The ancient Greek physician, philosopher and naturalist Hippocrates once said, “Use wit in your dealings with patients because dourness is repulsive both to the healthy and the sick.”
No one wants to be called dour, especially your medical organization.
Medical organizations are impersonal. That’s what most think, no?
Humor can have its place in medicine, both bedside from the provider and online from the medical marketer, with appropriate context and prudent timing. Wit can convey caring, encourage online interaction with your brand, and ease a patient’s preconceived notions. Used appropriately, it can create an affinity between patient and organization and can develop rapport, while maintaining the integrity of the organization.

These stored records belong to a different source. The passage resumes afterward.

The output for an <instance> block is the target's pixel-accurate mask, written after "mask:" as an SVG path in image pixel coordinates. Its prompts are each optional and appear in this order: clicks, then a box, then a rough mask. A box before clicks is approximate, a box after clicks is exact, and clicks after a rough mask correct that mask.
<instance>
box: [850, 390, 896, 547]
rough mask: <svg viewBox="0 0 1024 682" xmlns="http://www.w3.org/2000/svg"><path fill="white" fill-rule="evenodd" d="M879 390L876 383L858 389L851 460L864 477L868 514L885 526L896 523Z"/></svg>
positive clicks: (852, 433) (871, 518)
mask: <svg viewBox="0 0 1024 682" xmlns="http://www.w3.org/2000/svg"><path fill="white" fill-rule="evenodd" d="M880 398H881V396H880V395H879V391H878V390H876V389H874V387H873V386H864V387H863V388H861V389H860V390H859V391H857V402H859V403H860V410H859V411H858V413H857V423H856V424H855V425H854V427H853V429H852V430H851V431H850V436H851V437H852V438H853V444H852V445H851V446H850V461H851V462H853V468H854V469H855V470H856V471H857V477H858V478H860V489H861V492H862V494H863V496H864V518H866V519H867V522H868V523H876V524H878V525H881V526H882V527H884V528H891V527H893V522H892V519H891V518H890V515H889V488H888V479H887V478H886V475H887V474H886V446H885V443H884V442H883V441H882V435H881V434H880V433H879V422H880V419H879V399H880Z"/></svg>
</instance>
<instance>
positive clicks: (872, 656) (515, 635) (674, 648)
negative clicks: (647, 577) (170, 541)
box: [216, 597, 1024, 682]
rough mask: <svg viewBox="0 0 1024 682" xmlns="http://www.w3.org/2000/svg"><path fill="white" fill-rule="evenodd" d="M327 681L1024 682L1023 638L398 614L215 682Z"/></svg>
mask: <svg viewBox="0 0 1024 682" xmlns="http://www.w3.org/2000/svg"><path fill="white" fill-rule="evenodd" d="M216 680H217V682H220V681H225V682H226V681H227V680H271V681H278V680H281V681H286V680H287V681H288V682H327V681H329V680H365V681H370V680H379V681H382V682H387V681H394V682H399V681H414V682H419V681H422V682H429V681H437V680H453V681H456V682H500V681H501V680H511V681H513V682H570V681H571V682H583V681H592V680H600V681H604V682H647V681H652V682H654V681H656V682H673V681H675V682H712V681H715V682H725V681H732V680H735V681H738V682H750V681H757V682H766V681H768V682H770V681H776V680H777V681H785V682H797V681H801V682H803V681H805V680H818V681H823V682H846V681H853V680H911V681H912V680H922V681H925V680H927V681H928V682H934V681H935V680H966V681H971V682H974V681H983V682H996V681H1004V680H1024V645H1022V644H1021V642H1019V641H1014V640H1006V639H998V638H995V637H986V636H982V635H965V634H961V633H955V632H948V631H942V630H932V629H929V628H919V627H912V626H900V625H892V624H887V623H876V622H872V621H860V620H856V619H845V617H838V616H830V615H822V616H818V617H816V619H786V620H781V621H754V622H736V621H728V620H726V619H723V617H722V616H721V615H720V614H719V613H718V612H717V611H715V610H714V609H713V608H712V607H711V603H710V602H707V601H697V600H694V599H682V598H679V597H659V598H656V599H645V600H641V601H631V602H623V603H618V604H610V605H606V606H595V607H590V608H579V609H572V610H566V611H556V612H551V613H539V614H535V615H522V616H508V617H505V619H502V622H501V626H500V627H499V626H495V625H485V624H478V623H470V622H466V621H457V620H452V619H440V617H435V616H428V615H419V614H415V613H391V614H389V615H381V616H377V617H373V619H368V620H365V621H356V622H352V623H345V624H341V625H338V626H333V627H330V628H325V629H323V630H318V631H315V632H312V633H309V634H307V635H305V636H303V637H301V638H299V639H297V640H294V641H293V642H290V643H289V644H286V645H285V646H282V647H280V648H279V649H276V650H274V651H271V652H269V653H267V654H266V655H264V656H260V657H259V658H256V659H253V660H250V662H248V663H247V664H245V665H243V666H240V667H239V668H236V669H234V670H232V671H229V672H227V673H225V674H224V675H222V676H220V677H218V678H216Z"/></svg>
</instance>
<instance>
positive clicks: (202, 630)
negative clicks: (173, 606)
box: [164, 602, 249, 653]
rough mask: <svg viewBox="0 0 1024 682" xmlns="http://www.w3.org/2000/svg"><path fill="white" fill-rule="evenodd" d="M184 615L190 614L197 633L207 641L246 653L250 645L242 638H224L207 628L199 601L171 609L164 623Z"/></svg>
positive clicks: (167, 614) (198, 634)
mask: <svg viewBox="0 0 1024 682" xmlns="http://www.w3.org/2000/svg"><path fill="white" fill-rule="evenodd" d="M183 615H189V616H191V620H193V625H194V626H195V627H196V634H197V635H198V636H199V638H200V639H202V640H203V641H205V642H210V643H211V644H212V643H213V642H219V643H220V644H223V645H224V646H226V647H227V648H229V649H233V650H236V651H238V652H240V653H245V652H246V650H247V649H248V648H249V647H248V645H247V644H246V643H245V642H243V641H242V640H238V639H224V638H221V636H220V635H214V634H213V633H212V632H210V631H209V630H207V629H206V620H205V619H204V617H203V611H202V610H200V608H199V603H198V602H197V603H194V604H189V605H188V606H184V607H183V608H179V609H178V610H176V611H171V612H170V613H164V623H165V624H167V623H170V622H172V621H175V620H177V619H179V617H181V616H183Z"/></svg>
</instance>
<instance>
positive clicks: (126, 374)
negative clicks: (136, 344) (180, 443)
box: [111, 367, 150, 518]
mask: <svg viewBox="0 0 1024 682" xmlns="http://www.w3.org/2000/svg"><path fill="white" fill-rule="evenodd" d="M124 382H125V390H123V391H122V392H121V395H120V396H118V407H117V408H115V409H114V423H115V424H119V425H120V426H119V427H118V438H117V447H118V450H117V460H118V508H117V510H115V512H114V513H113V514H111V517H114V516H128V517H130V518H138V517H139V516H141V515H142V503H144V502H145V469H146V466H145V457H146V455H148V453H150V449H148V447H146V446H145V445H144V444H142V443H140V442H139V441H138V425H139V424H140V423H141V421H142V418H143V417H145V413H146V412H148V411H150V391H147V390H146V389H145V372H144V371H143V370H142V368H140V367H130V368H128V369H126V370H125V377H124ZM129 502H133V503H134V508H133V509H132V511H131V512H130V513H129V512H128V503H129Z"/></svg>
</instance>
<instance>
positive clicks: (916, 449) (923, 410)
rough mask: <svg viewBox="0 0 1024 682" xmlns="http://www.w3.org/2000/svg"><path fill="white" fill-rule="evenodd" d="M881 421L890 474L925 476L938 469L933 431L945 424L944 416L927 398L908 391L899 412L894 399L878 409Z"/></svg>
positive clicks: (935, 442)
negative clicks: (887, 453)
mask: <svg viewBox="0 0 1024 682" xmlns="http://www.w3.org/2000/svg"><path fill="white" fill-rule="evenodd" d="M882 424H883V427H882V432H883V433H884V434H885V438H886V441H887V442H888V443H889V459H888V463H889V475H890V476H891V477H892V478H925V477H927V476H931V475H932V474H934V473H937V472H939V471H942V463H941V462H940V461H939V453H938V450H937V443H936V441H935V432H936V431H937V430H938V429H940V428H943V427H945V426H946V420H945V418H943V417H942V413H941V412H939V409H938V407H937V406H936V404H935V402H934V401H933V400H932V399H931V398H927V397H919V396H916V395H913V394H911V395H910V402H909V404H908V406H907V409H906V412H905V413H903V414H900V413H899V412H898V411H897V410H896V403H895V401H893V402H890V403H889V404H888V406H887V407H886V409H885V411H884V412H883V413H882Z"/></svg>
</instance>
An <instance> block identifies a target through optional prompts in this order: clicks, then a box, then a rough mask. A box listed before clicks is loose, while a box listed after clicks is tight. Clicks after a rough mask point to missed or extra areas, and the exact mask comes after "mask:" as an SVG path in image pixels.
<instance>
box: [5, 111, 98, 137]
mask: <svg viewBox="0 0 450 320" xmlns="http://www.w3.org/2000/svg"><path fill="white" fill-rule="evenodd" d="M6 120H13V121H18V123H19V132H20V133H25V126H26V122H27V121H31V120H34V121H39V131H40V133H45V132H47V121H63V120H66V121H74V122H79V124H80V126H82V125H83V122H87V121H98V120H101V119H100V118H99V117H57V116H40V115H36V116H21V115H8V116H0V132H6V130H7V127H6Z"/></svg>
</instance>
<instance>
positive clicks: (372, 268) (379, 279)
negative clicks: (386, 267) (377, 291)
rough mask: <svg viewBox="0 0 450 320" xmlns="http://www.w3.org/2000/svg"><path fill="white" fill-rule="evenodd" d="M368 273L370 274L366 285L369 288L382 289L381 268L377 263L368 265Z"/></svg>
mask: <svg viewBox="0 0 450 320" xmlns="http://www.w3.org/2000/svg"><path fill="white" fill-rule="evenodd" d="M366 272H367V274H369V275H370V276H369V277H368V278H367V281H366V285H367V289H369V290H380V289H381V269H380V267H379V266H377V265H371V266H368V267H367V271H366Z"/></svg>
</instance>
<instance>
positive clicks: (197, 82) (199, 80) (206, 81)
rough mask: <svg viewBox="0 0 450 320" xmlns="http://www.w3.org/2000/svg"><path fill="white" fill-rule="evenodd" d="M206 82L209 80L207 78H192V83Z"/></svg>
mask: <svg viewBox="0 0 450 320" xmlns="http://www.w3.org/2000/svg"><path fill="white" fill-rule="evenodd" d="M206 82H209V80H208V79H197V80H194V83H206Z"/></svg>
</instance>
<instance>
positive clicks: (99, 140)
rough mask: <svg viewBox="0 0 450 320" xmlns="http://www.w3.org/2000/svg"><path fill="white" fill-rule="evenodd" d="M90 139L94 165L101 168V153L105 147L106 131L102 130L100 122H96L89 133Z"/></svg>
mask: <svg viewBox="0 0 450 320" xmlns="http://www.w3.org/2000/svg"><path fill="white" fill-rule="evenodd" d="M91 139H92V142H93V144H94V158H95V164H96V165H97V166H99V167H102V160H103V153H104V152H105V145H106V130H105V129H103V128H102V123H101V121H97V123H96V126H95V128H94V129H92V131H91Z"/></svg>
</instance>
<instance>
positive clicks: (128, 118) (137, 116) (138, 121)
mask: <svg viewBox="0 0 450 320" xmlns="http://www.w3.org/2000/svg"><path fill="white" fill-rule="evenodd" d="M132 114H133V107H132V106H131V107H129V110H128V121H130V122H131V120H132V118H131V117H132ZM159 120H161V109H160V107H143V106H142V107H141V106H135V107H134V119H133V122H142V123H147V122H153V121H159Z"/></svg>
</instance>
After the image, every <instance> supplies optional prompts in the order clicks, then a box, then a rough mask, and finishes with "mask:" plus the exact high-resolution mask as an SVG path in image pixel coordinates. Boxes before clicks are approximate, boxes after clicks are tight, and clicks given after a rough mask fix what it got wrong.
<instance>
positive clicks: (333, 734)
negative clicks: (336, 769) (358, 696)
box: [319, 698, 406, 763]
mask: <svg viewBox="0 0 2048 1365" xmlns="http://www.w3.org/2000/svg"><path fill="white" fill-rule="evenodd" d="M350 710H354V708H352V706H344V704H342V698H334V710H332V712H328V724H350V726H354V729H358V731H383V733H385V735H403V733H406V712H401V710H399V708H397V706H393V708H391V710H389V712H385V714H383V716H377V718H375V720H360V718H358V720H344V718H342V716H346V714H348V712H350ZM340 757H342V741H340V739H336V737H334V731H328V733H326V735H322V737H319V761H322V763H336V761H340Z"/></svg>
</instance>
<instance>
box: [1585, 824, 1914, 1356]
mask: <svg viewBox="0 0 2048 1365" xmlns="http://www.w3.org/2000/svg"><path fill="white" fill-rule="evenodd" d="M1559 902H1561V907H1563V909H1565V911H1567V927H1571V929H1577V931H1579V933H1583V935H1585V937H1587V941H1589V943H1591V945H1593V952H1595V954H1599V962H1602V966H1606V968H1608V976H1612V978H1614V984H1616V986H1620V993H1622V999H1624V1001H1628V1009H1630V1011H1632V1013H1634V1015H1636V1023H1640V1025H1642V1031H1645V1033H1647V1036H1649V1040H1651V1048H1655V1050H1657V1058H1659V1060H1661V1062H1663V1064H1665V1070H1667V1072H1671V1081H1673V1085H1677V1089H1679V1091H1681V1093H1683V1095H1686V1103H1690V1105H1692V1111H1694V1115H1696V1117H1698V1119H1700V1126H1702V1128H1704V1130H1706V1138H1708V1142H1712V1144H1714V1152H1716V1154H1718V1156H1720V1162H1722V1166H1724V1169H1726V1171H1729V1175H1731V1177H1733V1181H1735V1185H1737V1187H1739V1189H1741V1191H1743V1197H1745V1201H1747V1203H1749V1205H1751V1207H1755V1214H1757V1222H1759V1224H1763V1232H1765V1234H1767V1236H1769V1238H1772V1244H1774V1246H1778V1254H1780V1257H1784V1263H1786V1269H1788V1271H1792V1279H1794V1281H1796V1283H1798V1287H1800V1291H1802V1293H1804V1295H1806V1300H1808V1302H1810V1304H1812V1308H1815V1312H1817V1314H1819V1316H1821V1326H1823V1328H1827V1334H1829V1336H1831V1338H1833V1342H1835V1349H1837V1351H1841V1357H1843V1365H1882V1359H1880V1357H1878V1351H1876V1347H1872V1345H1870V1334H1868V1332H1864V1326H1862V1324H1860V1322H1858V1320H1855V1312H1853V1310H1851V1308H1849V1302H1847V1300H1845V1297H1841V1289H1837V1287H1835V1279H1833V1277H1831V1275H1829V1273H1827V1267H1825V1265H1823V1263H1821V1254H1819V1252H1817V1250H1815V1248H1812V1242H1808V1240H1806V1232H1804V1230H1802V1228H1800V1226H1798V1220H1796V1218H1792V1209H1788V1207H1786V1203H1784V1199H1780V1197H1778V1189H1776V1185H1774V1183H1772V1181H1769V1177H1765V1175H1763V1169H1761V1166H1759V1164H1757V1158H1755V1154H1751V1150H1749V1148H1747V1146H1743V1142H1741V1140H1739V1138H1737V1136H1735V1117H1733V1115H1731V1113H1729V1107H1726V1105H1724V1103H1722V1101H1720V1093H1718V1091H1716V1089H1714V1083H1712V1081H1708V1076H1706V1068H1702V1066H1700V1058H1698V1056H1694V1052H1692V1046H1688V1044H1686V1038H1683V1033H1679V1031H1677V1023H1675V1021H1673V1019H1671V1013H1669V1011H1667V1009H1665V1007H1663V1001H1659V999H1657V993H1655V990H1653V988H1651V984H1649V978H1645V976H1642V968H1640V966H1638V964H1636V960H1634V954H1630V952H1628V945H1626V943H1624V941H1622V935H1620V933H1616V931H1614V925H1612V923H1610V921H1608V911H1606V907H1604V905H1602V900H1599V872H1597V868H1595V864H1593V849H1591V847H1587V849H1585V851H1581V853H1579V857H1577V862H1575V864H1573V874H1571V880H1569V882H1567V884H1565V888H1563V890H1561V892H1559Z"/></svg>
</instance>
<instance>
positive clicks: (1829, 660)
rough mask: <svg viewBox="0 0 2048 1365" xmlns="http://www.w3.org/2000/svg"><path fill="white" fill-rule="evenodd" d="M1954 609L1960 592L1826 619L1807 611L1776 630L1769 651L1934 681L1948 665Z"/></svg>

Here are a few guidelines for incorporating humor in your online marketing:
Go for mild. You don’t have to dig deep or dirty to strike comedic gold. Simple jokes, cartoons and plays on words will get reaction from your audience. People like “humerus” content.
Keep the jokes appropriate. Clearly you shouldn’t post anything that could even mildly offend someone, or wisecracks between staffers. Think patient-friendly and happy.
Make it a special treat. When you have too much chocolate, you don’t want any more, right? Use humor sparingly and unexpectedly to really catch attention.
Stay brief. Short and witty quotes are popular for a reason: They’re easy to read and digest, so people can move on with their day. Twitter is a great platform for funny one-liners.
Make it visual. Pinterest offers a trove of medical comedy. Though you’ll have to pick and choose, it’s a great source to discover, showcase and promote humor. You can share your pins and images across your social media platforms.
It doesn’t have to be original. Originality is great, but we’re busy people. If you borrow funny content, cite your source.
As marketers we know that audiences tend to be more responsive to brands that they see as friendly and trustworthy. Sure, they want medical information, but a good social media account will also entertain. People want to interact with companies that take on a moderately human personality; no one wants to talk to a robot.
Tickle their funny bone just a bit, and they’ll keep coming back for more.